Things start to get interesting with the matchup of the number 5 and 12 seeds, where the lower-ranked team has a 51-93 record. The odds flatten out after that, with number 11 seeds (which play the sixth seeded team) having a 54-90 record while the number 10 seeds (which play the seventh seeded team) are 57-87. The game versus the eight and ninth seeds is, as you would imagine, a coinflip; the number 9 seed actually holds a 73-71 advantage, per Bracketodds.

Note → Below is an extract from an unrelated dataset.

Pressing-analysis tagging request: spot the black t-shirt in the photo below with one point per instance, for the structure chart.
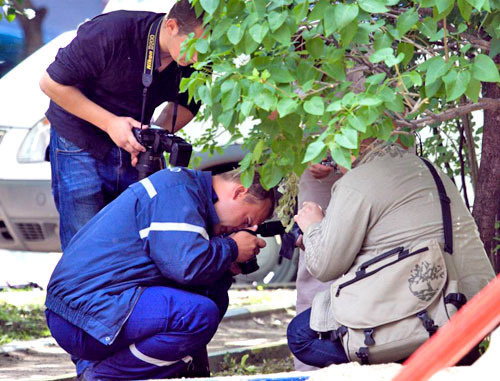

Taking aim at the game between the fourth and 13th seeds, Jacobson points out that, in the last three tournaments, the number four seed has only won seven of those 12 games. “But the three tournaments before that, the 4s won 11 of the 12,” he told WCIA. “So is this going to be an 11 and 12 kind of year, or is it going to be 7 out of 12 kind of year? We won’t know until they take the court.”

Informed with the historical record, a bracket enthusiast can make reasonable guesses about which games may produce an upset. The odds of creating a perfect bracket, of course, are extremely thin, but who knows? Maybe this is the year.